Horii ha lasciato intendere che durante la live ci sarà spazio per il prossimo titolo o progetto del franchise. La formula scelta non chiarisce in modo netto quale sarà l’annuncio, ma conferma che l’evento non dovrebbe limitarsi a una celebrazione nostalgica. Il creatore ha parlato anche di altre novità, segno che la diretta potrebbe contenere più comunicazioni legate al futuro della saga.
Per i fan, il punto centrale resta la natura del nuovo progetto. La serie ha attraversato generazioni di console e pubblici diversi, con capitoli principali, remake, riedizioni e spin-off. Proprio per questo, una frase apparentemente semplice può aprire diversi scenari.
Dragon Quest 12 resta il grande nome in sospeso
Il pensiero va subito a Dragon Quest 12: The Flames of Fate, il nuovo episodio principale annunciato nel 2021. Da allora le informazioni sono state poche, con un lungo periodo di silenzio che ha alimentato l’attesa attorno al progetto. Un aggiornamento durante la diretta del 27 maggio sarebbe quindi uno dei momenti più seguiti dai fan della serie.

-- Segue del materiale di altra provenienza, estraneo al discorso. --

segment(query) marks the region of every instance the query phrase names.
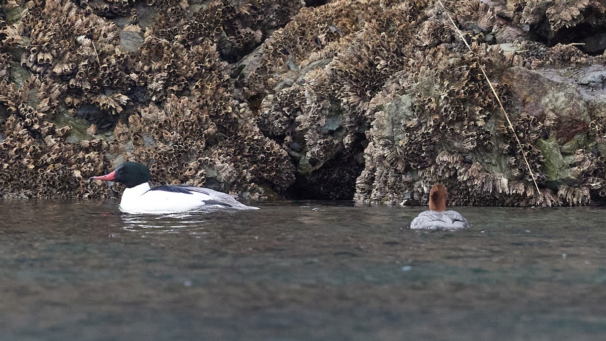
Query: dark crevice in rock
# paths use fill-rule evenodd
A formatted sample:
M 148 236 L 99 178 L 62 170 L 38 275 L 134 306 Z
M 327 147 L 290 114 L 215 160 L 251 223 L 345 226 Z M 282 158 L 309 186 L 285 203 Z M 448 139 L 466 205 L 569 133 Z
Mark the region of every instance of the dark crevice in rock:
M 317 7 L 328 3 L 330 0 L 305 0 L 306 7 Z
M 309 174 L 298 173 L 285 196 L 290 199 L 352 200 L 356 180 L 364 168 L 363 151 L 359 144 L 344 150 Z

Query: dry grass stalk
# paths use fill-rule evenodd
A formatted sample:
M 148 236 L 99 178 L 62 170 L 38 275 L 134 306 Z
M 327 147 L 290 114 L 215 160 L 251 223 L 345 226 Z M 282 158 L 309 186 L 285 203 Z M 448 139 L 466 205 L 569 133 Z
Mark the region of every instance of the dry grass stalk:
M 442 1 L 441 0 L 438 0 L 438 2 L 439 2 L 440 5 L 442 6 L 442 8 L 444 8 L 444 13 L 446 13 L 446 16 L 448 17 L 448 19 L 450 20 L 450 22 L 452 23 L 453 26 L 454 27 L 454 29 L 456 30 L 457 33 L 459 33 L 459 36 L 461 37 L 461 39 L 463 40 L 463 42 L 465 43 L 465 46 L 467 47 L 467 48 L 469 49 L 469 51 L 471 53 L 473 53 L 473 50 L 471 50 L 471 47 L 470 46 L 469 44 L 467 42 L 467 40 L 465 39 L 465 36 L 463 36 L 462 32 L 461 32 L 461 30 L 459 29 L 459 27 L 457 27 L 456 24 L 454 23 L 454 21 L 453 20 L 453 18 L 450 16 L 450 15 L 448 13 L 448 10 L 447 10 L 446 7 L 444 7 L 444 4 L 442 3 Z M 533 173 L 532 169 L 530 168 L 530 164 L 528 163 L 528 161 L 526 158 L 526 154 L 524 153 L 524 148 L 522 148 L 522 142 L 520 142 L 520 139 L 518 137 L 518 133 L 516 133 L 516 130 L 513 128 L 513 125 L 511 124 L 511 120 L 509 119 L 509 115 L 507 114 L 507 111 L 505 110 L 505 107 L 503 107 L 503 103 L 501 101 L 501 98 L 499 97 L 499 94 L 497 93 L 496 90 L 493 85 L 492 82 L 490 81 L 490 79 L 489 79 L 488 75 L 486 74 L 486 71 L 484 71 L 484 67 L 482 66 L 482 64 L 481 63 L 478 63 L 478 66 L 480 67 L 480 70 L 482 71 L 482 74 L 484 74 L 484 78 L 486 78 L 486 81 L 488 82 L 488 85 L 490 85 L 490 90 L 492 90 L 493 94 L 494 94 L 494 98 L 496 98 L 496 101 L 499 103 L 499 106 L 501 107 L 501 111 L 503 111 L 503 113 L 505 114 L 505 118 L 507 119 L 507 123 L 509 124 L 509 128 L 511 130 L 511 132 L 513 133 L 513 136 L 515 136 L 516 141 L 518 141 L 518 145 L 519 147 L 520 151 L 521 151 L 522 152 L 522 156 L 524 158 L 524 162 L 526 162 L 526 166 L 528 168 L 528 173 L 530 173 L 530 176 L 531 177 L 532 177 L 533 182 L 534 183 L 534 187 L 536 187 L 536 190 L 540 194 L 541 190 L 539 189 L 539 185 L 536 183 L 536 179 L 534 177 L 534 173 Z

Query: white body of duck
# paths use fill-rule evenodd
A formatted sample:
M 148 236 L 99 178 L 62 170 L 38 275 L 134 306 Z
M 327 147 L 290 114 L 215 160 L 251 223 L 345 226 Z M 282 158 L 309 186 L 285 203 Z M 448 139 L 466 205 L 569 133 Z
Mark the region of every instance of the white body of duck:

C’è però un dettaglio da considerare: Horii non ha citato direttamente Dragon Quest 12. Ha parlato in modo più ampio del “prossimo titolo” o del “prossimo progetto”. Questa scelta lascia spazio a una lettura più prudente. Il nuovo annuncio potrebbe riguardare il dodicesimo capitolo, ma potrebbe riferirsi anche a qualcosa di differente.
Square Enix, negli ultimi anni, ha lavorato spesso su recuperi e nuove edizioni dei propri marchi storici. Per Dragon Quest, quindi, l’orizzonte non passa per forza da un unico gioco. La diretta potrebbe servire a chiarire la posizione del nuovo capitolo principale, oppure a presentare un progetto collaterale in attesa di maggiori dettagli sul titolo più atteso.

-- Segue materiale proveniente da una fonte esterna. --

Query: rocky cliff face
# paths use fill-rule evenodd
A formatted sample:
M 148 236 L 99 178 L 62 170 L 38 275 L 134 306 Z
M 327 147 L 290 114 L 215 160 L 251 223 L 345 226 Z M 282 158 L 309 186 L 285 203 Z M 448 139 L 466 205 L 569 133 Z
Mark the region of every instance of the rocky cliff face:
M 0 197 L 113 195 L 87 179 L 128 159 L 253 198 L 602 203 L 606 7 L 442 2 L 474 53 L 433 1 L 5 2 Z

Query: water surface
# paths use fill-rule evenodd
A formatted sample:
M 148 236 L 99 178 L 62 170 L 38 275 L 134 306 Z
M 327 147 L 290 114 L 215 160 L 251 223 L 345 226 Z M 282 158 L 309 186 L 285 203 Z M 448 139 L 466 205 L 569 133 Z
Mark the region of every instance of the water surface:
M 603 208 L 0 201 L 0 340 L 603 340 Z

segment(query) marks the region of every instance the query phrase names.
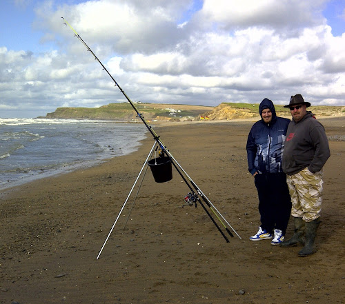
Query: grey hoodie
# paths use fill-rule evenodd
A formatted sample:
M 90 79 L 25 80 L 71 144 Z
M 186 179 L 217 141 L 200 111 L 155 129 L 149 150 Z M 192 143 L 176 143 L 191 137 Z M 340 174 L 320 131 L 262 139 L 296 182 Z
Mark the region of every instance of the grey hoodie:
M 324 126 L 310 111 L 301 121 L 290 122 L 283 154 L 283 171 L 295 174 L 308 167 L 315 173 L 320 171 L 331 155 Z

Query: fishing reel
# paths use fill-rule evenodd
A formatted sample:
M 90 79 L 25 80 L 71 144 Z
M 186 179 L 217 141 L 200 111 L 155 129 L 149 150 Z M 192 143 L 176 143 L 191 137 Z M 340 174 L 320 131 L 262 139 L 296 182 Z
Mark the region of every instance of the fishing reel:
M 182 208 L 184 206 L 190 206 L 195 204 L 195 207 L 197 207 L 197 196 L 194 193 L 189 192 L 187 195 L 186 195 L 184 198 L 184 204 L 182 205 Z

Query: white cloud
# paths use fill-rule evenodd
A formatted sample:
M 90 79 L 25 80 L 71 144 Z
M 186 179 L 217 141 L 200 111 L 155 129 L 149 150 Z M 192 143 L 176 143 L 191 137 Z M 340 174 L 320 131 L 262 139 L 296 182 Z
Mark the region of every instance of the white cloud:
M 134 101 L 285 103 L 301 92 L 315 104 L 344 105 L 345 33 L 332 35 L 326 2 L 205 0 L 192 13 L 185 0 L 39 3 L 34 28 L 55 47 L 0 47 L 0 106 L 26 101 L 38 116 L 124 100 L 61 17 Z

Tra Switch 2, remake e remaster spuntano altri indizi
Le altre novità citate da Horii potrebbero riguardare prodotti già emersi attraverso segnali recenti. Uno degli elementi più concreti riguarda Dragon Quest XI S, apparso nella classificazione della Taiwan Digital Game Rating Committee per Nintendo Switch 2. Una versione destinata alla nuova console Nintendo rientrerebbe in modo coerente tra gli annunci possibili per il quarantesimo anniversario.
Non sarebbe l’unica ipotesi. La serie ha già dimostrato di poter vivere una seconda stagione attraverso remake e remaster, soprattutto grazie al recupero dei capitoli più amati. In questo quadro potrebbero trovare spazio nuovi aggiornamenti sulla prima trilogia in HD-2D oppure su Dragon Quest 7 Reimagined, due nomi che si inseriscono bene nella strategia di valorizzazione del catalogo.
La diretta del 27 maggio, quindi, si presenta come un appuntamento capace di parlare sia ai fan storici sia a chi ha scoperto Dragon Quest con gli episodi più recenti. Resta da capire se il centro dell’evento sarà davvero Dragon Quest 12 o se Square Enix sceglierà di distribuire l’attenzione su più progetti.
In ogni caso, l’anniversario offre l’occasione giusta per riaccendere il discorso pubblico su una delle saghe giapponesi più longeve. Dopo anni di attesa e comunicazioni misurate, maggio può diventare il mese in cui Dragon Quest mostra finalmente una parte più chiara del proprio futuro.